京都・清水寺が発表した今年を表す漢字は「変」だった、と聞いた。大恐慌以来の金融危機、「変化(チェンジ)」をスローガンに掲げたアフリカ系オバマ氏の米大統領選勝利、世界各地の異常な豪雨や旱魃(かんばつ)といった気候異変、秋葉原などでの無差別殺人や幼い子どもを狙い打ちにする事件・・・。確かに、「変」が多発しており、その限りではこの漢字が選ばれたことに納得がいく。

 しかしながら、国際金融をめぐる各国の動きや外交・安全保障、それに国内の政治情勢に強い関心を抱く筆者からすると、今年も日本に限っては相も変わらぬ風景が繰り返されたという感を禁じ得ない。日本が先月のG20金融サミットで存在感を示せなかったことは前回指摘した通りだが、国際舞台での日本の埋没は10年ほど前からずっと続いているのも事実だ。安全保障分野では、冷戦後の厳しい周辺情勢や「テロとの戦い」という新たな局面に直面し、日本の安全保障の将来を見据えた戦略的検討が求められている。
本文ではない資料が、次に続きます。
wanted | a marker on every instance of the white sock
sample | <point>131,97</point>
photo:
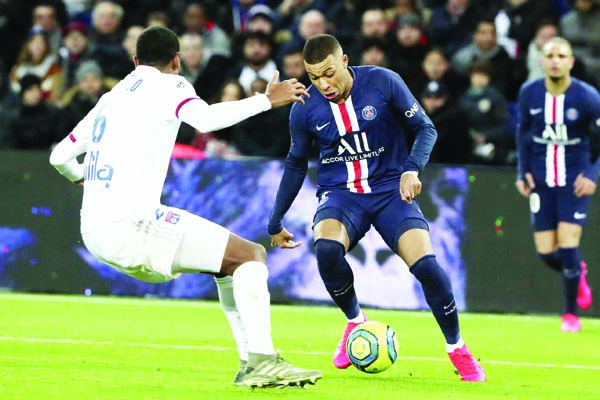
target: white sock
<point>451,347</point>
<point>359,319</point>
<point>253,302</point>
<point>225,289</point>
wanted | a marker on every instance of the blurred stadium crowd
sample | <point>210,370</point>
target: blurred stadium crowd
<point>464,61</point>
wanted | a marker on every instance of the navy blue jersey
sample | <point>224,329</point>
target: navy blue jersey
<point>553,134</point>
<point>362,142</point>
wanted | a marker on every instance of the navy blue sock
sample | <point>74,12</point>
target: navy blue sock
<point>552,260</point>
<point>572,270</point>
<point>439,296</point>
<point>337,275</point>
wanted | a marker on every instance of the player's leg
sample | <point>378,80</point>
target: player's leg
<point>210,248</point>
<point>227,300</point>
<point>572,214</point>
<point>246,262</point>
<point>569,236</point>
<point>331,244</point>
<point>414,246</point>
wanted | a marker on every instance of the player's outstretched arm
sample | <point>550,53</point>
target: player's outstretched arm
<point>284,240</point>
<point>285,92</point>
<point>410,186</point>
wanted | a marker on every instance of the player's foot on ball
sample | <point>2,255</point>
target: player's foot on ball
<point>584,294</point>
<point>239,377</point>
<point>570,323</point>
<point>467,366</point>
<point>273,371</point>
<point>340,356</point>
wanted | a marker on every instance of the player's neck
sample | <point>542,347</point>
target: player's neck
<point>558,86</point>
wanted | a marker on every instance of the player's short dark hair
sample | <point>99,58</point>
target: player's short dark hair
<point>319,47</point>
<point>156,46</point>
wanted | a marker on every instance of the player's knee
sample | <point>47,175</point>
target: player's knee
<point>330,256</point>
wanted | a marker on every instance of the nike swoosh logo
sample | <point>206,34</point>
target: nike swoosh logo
<point>535,111</point>
<point>320,127</point>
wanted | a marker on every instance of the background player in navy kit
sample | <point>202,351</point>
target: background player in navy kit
<point>557,115</point>
<point>359,115</point>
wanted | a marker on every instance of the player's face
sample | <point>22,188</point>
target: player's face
<point>331,77</point>
<point>558,60</point>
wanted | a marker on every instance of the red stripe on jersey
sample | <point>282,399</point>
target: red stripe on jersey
<point>345,117</point>
<point>358,177</point>
<point>555,155</point>
<point>183,103</point>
にもかかわらず、国会では与野党がいわゆるテロ特措法を政争の具にするという愚を犯した。

 国内政治では、本来は行政府をコントロールすべき立法府の一員が、テレビの「官僚叩き」で溜飲を下げるという醜態をさらしている。厳しい不況でしかも総選挙前という事情を割り引いても、「今の日本に必要な政策は何か」と正面から論じることもなく、与野党が軽々しく人気取りに走る様は情けないというほかない。

歴史認識、「言論の府」が議論封殺

 これらの論点はいずれ触れていくことになるが、今回はこうした「不変」風景の中でも、政府高官の発言で浮き彫りになった極めて強固なものを取り上げたい。高官とは今年10月当時自衛隊の航空幕僚長だった田母神俊雄氏であり、「不変」のものとはいわゆる「戦後レジーム」のことだ。

田母神前空幕長、持論を正当化 参考人招致で

田母神前空幕長、参考人招致で熱弁〔AFPBB News

 田母神氏は民間の懸賞論文で「日本が侵略国家だったというのは濡れ衣だ」と主張した。それが、先の大戦に関する政府見解と異なる主張を公に行ったのは不適切だとして更迭され、防衛省退職を余儀なくされた。その後、参院外交防衛委員会が田母神氏を参考人招致したが、与野党とも同氏に持論の展開を認めず、審議は省内手続きに関することに終始した。田母神氏の発言を問題視して「文民統制の危機」を叫びながら、その主張内容の検証を意図的に避け、「言論の府」のはずの国会があたかも歴史認識に関する議論を封殺しようとしたかに見えた。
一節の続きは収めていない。